Katlynn: There were two main things that I struggled with growing up-- my body shape and my hair. Both sides of my family are thicker and curvier, but I’m stick thin. With the media pushing big butts and a full body, I felt like I wasn’t pretty as a young girl. Similar story with my hair. I grew up in a community where I was ridiculed for wearing my natural hair. I was so embarrassed that I used to cry when my mom would make me wear it natural. I would straighten my hair to the point of damage. Now, I look back and I realize how beautiful my hair was and I try so hard to emulate what it looked like back then. It’s funny how you evolve to love yourself! I have realized that I am supposed to be a thin, curly haired girl and now I can appreciate it!
Are there things that you encounter that your counterparts do not?
Katlynn: In the industry, it’s hard to embrace who you are. I’m trying to wear my natural hair more often, but I’ve been told it doesn’t look acceptable. A casting director once said, “Can you come back with straight hair. Your hair looks too urban.” The music industry is more open to natural hair, but body image and sex appeal sells. I like being private and modest, but sometimes the industry pushes you to look a certain way or do certain things. That is why so many people get butt shots and liposuction.
Who do you look up to?
Katlynn: As a young girl growing up in Houston, Texas, I met Beyoncé and my idea of beauty changed. This was around the time, Austin Powers in Goldmember came out and she was rocking big hoops and an afro. My mom made me wear my hair natural to the concert and when I saw Beyoncé I felt like if she can be comfortable in her skin then so can I. If she can be a superstar in her natural state then so can I. Having someone to look up to is so important for younger girls’ self-worth. I also looked up to my mom. She’s a doctor and even though she has long, tiring days she always looks beautiful and is so comfortable in her skin. It’s inspiring.

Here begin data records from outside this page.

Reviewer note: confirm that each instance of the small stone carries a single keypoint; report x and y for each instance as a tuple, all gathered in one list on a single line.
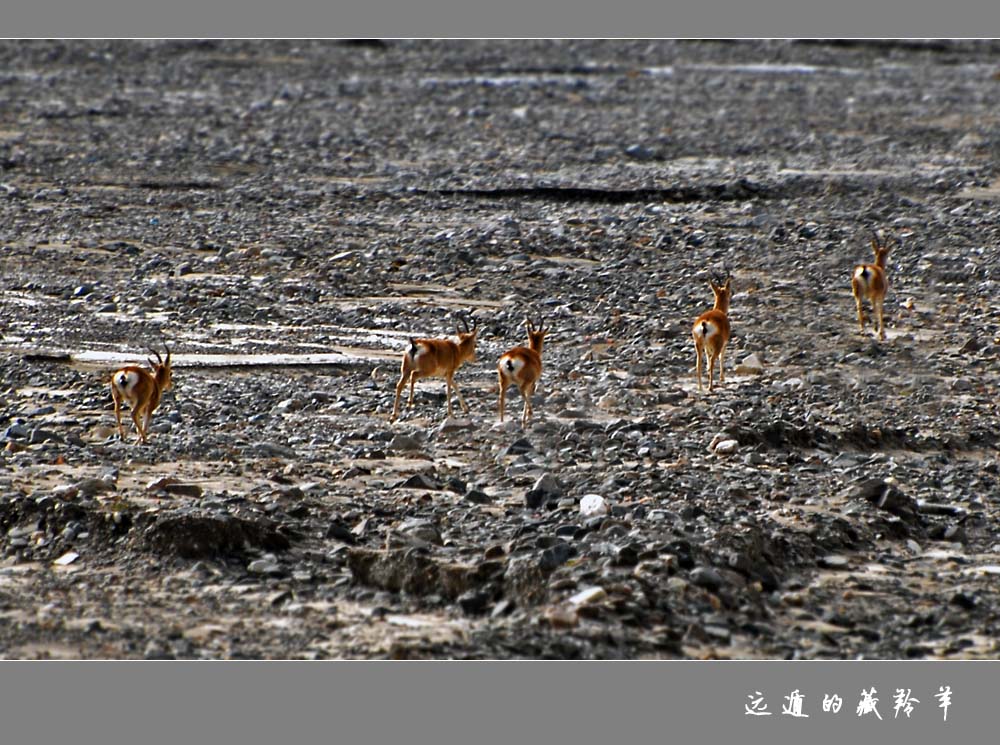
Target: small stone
[(477, 496), (419, 481), (751, 365), (451, 424), (555, 556), (267, 566), (706, 577), (726, 447), (640, 152), (592, 505), (403, 442), (834, 561), (588, 596), (67, 558), (560, 617)]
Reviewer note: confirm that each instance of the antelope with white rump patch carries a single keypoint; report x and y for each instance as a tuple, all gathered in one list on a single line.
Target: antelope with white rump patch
[(436, 358), (869, 282), (522, 366), (711, 333), (142, 389)]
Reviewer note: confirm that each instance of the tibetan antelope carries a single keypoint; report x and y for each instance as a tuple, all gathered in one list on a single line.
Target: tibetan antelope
[(436, 358), (142, 389), (523, 366), (711, 333), (869, 281)]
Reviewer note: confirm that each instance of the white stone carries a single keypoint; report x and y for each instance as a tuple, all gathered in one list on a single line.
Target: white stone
[(726, 447), (588, 595), (593, 504)]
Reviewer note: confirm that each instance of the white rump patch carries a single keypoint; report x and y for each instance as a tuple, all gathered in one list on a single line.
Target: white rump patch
[(701, 333), (511, 366), (126, 381)]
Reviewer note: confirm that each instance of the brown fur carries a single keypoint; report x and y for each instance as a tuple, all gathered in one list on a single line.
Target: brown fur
[(869, 282), (715, 345), (435, 358), (145, 396), (527, 377)]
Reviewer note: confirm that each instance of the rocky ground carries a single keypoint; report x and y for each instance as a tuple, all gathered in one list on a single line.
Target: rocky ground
[(285, 214)]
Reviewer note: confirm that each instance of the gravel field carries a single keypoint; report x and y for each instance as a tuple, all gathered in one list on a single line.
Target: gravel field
[(286, 215)]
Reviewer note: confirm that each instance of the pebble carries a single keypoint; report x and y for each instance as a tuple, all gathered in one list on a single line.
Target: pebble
[(588, 595), (726, 447), (592, 505)]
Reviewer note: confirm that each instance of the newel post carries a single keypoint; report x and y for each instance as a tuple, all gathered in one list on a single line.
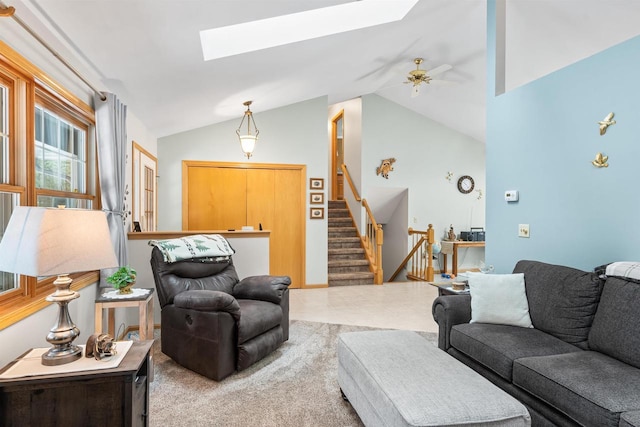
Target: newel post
[(378, 277), (430, 241)]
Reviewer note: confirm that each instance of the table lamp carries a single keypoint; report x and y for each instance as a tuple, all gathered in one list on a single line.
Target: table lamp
[(57, 242)]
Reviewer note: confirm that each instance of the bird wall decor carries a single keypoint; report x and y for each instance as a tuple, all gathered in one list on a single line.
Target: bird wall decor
[(385, 167), (600, 161), (604, 124)]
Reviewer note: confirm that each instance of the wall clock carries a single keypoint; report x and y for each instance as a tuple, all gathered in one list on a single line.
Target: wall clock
[(465, 184)]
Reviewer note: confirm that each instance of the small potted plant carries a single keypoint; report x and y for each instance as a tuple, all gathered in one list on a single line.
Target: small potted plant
[(123, 279)]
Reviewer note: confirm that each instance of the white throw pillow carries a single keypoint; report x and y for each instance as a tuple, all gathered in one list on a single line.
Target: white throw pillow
[(500, 299)]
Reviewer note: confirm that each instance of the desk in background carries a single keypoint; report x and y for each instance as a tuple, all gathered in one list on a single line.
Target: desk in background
[(451, 248)]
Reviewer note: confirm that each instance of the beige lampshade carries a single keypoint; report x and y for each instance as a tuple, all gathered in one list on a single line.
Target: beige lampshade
[(49, 242)]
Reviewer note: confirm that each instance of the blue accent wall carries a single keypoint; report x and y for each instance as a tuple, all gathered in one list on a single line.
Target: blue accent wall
[(541, 139)]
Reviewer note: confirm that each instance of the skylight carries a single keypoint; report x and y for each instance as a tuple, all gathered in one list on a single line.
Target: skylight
[(280, 30)]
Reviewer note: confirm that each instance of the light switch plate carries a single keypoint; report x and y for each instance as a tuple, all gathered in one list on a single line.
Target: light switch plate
[(511, 195), (523, 230)]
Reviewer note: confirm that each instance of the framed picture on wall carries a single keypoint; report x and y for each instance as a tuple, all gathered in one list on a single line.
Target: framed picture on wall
[(316, 213), (316, 198), (316, 183)]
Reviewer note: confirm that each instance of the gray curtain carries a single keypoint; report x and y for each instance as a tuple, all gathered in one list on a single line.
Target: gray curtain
[(111, 134)]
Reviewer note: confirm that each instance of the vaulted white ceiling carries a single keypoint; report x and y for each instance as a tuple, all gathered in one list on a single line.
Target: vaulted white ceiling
[(149, 53)]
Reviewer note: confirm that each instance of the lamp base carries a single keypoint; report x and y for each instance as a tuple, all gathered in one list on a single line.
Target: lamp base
[(61, 355), (63, 333)]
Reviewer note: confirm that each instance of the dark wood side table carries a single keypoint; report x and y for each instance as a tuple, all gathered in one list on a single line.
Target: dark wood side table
[(106, 397)]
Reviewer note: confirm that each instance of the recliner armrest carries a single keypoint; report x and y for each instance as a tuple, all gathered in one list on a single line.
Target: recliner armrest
[(205, 300), (450, 310), (262, 288)]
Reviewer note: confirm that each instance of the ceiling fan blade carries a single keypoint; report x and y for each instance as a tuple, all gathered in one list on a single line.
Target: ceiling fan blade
[(438, 82), (439, 70)]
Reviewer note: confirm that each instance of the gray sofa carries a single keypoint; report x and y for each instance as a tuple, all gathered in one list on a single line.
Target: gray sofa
[(578, 365)]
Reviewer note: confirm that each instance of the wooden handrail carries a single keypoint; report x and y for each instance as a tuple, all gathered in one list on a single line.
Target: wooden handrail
[(417, 255), (372, 239), (350, 181)]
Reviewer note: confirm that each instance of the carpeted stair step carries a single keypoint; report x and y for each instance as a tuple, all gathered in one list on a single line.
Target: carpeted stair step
[(350, 279), (342, 232), (344, 242), (338, 213), (342, 254), (348, 266), (342, 221)]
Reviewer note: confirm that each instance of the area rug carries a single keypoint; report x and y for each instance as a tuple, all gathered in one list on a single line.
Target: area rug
[(296, 385)]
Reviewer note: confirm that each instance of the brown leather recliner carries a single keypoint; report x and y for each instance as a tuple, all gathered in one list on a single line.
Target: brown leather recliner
[(212, 322)]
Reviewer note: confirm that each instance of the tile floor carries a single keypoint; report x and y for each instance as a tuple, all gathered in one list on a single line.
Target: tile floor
[(397, 305)]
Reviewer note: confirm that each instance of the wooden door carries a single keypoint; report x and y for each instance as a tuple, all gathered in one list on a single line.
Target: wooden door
[(288, 246), (227, 196), (260, 191), (216, 198)]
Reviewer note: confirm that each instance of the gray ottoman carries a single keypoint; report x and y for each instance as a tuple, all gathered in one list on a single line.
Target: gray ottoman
[(397, 378)]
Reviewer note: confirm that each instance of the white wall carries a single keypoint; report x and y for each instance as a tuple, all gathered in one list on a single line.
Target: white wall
[(294, 134), (424, 151)]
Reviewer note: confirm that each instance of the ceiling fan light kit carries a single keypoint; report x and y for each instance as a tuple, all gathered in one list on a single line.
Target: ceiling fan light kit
[(419, 76)]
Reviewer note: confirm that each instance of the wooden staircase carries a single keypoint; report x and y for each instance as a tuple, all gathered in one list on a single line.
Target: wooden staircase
[(347, 262)]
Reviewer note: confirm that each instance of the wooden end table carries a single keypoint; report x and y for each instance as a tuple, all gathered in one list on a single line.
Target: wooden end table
[(106, 397), (144, 303)]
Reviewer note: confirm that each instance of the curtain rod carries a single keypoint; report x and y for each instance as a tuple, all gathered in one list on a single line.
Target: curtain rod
[(10, 12)]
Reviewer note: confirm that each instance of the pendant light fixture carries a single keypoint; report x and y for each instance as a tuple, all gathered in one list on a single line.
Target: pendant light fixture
[(248, 139)]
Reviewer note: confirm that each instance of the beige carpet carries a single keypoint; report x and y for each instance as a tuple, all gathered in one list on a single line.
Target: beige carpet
[(294, 386)]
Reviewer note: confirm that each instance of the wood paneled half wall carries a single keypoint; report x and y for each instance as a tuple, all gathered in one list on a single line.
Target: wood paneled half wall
[(228, 196)]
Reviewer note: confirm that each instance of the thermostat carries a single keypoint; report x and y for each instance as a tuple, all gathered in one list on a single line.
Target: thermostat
[(511, 195)]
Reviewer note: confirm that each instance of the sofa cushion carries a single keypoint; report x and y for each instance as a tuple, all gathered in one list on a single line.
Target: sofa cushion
[(590, 387), (499, 299), (562, 300), (257, 317), (616, 326), (630, 419), (497, 346)]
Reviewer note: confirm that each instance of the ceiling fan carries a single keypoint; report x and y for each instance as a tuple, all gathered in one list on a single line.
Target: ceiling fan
[(419, 76)]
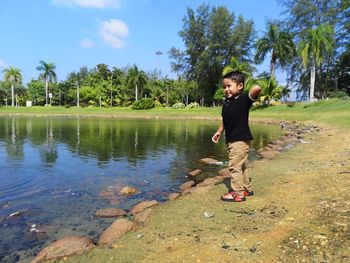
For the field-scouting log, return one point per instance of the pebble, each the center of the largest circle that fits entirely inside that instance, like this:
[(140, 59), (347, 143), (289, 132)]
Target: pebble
[(208, 215)]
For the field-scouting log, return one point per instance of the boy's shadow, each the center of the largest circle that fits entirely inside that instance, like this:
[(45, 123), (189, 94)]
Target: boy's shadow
[(227, 182)]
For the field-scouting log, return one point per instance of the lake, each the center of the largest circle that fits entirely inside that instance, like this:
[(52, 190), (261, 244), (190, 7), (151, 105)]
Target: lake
[(52, 170)]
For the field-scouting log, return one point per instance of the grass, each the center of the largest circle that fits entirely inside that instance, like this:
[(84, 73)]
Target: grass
[(334, 112)]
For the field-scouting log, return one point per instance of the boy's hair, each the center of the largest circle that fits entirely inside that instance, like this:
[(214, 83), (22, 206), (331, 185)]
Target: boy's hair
[(236, 76)]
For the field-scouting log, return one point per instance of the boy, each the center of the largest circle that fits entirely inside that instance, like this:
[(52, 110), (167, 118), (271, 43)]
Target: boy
[(235, 114)]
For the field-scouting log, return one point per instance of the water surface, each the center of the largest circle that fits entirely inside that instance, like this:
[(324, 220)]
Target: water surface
[(52, 170)]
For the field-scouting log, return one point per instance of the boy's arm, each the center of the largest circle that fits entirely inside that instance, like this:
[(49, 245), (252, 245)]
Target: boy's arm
[(254, 92), (217, 135)]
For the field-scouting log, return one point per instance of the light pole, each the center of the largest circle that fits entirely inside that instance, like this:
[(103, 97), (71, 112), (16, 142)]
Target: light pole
[(158, 54)]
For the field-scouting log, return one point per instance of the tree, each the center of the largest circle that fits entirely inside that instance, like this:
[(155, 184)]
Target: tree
[(13, 75), (138, 79), (279, 43), (211, 36), (270, 90), (313, 48), (36, 92), (48, 75), (300, 17)]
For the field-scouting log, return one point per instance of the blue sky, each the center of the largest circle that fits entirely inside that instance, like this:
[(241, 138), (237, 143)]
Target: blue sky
[(76, 33)]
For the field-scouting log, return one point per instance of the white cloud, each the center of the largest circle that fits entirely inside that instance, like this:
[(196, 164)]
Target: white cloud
[(89, 3), (113, 31), (87, 43), (3, 64)]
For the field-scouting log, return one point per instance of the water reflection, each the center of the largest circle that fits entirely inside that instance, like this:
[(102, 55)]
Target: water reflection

Do you think community is important?
Katlynn: Community is so important for younger kids. They are able to see representations of real black beauty just by going on Instagram and joining the #blackgirlmagic train. When I was growing up social media was not accessible, so I didn’t always see people who looked like me. Sites like Serve Your Truth are so needed because they allow women of color to see themselves represented positively! They get to see other women rocking their melanin and wearing their culture on their sleeve! But just as easy as it is to see good, it is easy to run into people online who are mean and ignorant. I worry when my younger sister goes online because I hope her view of herself isn’t being distorted because certain skin tones and body types are being praised.
What is your self-care routine?
Katlynn: Writing music helps me relax. It is similar to keeping a journal. For me, writing music is like writing poems that turn into songs. My beautiful friends also keep me sane. I call them with anything crazy happening in my life. I also love listening to music. My influences in music are Kendrick Lamar and J. Cole. I’ve also been listening to a lot of throwbacks from high school (2013-2014) and of course Sza. My favorite song right now is The Weekend by Sza.